L.W. acknowledges support for this work provided by NASA through the NASA Hubble Fellowship grant HST-HF2-51496.001-A awarded by the Space Telescope Science Institute, which is operated by the Association of Universities for Research in Astronomy, for NASA, under contract NAS5-26555. M.R.L. acknowledges the NASA XRP award 80NSSC19K0446 and the STScI grant HST-AR-16139. M.R.L. and L.W. acknowledge Research Computing at Arizona State University for providing HPC and storage resources that have notably contributed to the research results reported in this paper. Funding for E.S. was provided by the NASA Goddard Spaceflight Center. The NIRCam team members are supported by NAS5-02105, a contract with the University of Arizona. K.O. was supported by the JSPS Overseas Research Fellowship.
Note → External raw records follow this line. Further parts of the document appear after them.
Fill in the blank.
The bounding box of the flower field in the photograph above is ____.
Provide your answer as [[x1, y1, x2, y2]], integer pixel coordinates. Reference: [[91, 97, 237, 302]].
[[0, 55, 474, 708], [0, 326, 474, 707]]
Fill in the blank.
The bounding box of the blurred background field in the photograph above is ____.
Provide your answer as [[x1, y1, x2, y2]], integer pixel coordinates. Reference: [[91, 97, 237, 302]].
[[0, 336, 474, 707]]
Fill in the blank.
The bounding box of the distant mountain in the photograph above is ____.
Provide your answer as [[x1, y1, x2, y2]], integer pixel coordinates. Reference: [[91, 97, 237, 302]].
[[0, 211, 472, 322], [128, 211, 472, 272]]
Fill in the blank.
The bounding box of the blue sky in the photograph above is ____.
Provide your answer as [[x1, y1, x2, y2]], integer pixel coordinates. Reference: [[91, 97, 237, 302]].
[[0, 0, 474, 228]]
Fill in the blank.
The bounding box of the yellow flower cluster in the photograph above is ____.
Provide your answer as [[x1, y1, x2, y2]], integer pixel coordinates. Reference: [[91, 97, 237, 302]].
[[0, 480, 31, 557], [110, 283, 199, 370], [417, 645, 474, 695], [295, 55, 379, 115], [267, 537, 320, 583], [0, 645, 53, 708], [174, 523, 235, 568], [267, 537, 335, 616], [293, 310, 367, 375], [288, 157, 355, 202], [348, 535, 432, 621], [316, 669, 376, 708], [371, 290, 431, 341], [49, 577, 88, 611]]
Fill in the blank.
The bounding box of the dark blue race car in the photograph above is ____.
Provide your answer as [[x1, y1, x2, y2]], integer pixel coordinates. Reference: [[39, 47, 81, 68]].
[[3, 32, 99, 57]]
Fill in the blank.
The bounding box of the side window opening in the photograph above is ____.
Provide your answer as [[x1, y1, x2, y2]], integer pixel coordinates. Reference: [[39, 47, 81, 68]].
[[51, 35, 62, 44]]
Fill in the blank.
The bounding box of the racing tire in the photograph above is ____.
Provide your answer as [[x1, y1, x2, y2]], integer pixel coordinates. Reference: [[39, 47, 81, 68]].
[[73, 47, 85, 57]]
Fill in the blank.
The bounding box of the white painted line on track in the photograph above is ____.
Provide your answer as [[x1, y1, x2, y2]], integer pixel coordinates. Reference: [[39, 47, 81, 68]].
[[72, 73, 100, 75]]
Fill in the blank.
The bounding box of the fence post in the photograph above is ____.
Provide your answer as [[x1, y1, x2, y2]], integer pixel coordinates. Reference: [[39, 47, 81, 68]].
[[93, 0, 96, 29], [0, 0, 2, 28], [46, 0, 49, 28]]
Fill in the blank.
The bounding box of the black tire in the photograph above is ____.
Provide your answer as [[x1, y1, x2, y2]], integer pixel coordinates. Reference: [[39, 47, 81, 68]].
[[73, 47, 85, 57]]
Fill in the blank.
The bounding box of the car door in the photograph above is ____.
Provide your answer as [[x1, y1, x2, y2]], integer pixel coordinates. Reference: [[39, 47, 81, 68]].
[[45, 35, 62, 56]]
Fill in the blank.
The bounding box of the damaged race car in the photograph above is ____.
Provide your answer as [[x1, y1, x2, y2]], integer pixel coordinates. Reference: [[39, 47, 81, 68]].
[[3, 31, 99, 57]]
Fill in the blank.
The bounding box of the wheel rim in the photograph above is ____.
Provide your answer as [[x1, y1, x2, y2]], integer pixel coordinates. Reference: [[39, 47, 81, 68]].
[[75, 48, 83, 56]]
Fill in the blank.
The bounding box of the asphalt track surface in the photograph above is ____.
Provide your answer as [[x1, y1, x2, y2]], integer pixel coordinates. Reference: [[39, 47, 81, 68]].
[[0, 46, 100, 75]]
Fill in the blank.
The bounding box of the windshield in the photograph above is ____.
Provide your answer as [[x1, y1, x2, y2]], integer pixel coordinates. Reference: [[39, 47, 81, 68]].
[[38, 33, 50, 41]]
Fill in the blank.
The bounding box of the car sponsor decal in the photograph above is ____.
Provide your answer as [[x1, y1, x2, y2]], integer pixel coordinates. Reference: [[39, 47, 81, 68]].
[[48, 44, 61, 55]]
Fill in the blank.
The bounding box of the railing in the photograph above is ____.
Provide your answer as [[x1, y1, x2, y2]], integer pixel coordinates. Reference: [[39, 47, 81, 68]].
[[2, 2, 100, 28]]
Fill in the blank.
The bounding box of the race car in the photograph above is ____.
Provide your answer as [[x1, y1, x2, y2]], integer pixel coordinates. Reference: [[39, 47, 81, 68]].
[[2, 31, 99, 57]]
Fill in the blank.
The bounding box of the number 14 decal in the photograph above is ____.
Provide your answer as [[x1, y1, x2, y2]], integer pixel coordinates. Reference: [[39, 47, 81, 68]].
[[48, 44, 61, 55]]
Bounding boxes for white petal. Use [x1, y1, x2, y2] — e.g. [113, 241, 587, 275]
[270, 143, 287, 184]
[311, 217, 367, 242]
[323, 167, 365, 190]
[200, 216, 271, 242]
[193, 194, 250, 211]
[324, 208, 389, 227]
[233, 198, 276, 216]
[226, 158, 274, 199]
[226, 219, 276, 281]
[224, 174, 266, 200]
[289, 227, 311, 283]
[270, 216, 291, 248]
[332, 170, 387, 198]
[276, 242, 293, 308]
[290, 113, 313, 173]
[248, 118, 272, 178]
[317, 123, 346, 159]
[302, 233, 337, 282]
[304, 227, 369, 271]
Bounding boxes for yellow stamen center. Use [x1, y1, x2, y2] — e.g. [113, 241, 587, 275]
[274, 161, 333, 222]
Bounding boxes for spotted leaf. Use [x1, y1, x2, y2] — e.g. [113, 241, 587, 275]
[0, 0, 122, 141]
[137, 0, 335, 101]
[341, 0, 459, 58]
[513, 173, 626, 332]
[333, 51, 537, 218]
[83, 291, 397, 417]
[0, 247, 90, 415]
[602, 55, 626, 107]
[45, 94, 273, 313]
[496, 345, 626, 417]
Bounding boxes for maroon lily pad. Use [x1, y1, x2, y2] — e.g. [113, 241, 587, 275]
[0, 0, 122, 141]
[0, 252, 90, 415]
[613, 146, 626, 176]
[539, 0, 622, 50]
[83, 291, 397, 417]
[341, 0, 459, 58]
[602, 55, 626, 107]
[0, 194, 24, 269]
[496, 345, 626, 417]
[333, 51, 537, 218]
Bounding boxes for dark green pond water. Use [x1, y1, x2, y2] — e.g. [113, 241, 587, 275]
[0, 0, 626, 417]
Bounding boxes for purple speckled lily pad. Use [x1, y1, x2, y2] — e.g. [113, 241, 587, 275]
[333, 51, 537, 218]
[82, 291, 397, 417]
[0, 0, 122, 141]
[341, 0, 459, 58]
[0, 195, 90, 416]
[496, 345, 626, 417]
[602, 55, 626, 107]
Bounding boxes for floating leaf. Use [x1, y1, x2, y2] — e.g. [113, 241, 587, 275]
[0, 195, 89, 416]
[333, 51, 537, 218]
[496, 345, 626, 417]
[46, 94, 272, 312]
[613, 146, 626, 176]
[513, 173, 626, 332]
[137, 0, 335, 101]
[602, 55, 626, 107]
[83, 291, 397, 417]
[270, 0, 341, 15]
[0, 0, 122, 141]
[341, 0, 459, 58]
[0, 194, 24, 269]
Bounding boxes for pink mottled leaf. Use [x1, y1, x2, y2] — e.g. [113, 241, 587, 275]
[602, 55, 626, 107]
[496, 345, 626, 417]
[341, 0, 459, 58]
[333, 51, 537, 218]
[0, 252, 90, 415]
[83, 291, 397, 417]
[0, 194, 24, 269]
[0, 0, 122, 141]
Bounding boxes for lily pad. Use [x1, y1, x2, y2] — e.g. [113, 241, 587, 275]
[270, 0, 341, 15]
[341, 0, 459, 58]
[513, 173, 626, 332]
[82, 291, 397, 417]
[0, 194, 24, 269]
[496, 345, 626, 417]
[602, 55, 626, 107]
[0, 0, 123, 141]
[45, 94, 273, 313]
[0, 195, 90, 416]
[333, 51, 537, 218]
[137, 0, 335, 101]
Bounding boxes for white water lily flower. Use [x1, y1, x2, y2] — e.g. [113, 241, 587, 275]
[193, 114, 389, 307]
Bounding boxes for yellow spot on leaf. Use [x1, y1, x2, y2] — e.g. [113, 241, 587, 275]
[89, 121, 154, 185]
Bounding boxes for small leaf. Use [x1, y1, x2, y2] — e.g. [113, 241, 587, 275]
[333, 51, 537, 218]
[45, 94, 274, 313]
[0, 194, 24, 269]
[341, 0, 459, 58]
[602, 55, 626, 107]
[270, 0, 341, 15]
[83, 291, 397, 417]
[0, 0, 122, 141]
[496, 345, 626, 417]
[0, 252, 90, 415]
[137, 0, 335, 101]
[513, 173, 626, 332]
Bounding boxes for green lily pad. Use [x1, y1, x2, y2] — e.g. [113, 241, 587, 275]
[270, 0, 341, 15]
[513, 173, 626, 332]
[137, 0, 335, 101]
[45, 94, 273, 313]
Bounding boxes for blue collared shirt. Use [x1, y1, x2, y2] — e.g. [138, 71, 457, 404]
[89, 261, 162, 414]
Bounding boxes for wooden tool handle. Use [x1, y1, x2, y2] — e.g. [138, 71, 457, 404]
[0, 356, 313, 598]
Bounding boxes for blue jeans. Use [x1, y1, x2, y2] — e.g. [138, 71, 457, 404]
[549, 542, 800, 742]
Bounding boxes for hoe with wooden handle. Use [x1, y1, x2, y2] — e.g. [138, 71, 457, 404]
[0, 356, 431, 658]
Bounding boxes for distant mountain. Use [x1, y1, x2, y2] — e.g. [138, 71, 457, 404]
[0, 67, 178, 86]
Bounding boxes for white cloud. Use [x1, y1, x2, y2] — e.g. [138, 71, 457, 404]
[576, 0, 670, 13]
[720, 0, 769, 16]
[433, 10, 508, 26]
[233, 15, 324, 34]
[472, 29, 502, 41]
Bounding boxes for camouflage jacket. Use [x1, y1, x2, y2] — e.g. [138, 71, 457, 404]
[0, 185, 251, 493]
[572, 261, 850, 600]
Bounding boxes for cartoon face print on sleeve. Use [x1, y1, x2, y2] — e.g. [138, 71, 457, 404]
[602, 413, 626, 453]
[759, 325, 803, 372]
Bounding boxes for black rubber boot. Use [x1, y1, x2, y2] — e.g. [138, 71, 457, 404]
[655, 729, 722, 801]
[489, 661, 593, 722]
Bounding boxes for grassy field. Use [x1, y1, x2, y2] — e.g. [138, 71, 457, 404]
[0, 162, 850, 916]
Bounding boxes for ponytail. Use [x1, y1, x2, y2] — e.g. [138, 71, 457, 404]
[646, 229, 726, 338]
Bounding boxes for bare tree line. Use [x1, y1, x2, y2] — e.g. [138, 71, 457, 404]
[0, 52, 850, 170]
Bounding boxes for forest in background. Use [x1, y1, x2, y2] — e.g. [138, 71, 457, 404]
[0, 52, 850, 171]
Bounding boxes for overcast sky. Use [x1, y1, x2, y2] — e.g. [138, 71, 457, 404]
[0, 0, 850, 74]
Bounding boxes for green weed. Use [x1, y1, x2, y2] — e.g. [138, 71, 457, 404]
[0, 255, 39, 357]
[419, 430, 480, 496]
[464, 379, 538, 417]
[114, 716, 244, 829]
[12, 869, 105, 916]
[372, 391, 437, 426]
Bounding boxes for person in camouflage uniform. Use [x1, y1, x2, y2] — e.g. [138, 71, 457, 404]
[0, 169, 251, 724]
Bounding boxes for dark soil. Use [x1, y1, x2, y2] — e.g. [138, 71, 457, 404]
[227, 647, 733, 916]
We thank K. Misselt and M. Murphy for their feedback on an early draft of the paper.

Author information

Authors and Affiliations

Authors

Contributions

T.J.B. led the data analysis effort, contributed to the Eureka! analyses, verified the observing parameters and led the writing of the paper. L.W. led the modelling analysis effort, contributed to the analysis and interpretation of the spectra and contributed to the text. E.S. contributed to the modelling, observing specifications before the JWST launch and the tshirt data analysis. M.R.L. contributed to the text, conceptual direction of the paper and modelling analysis and interpretation of the spectra. T.P.G. contributed to the scientific case for making the observations, led the observation planning and also contributed to focusing the scientific content of the paper. J.J.F. helped to plan the initial observations, contributed text to the draft and provided comments. K.O. helped to interpret the results and contributed to the text of the paper. V.P. helped with the physical interpretation of the spectrum. E.R. provided comments on the paper. L.S.W. provided preliminary one-dimensional grid models. S.M. used the PICASO atmospheric model to perform model fitting analysis on an early version of the spectra. T.G.B. contributed to the planning and execution of the observations, evaluation of the observational results, modelling of the stellar SED and editing of the paper. M.L.B. played a lead role in designing and executing the commissioning and calibration of the NIRCam instrument. M.J.R. led the development and testing of NIRCam, including the demonstration of time-series observations during commissioning. J.A.S. led the development of JWST observation planning capabilities for exoplanet transits for 2 years, as well as the commissioning of the NIRCam instrument, and provided inputs to the paper.

Corresponding author

Correspondence to Taylor J. Bell.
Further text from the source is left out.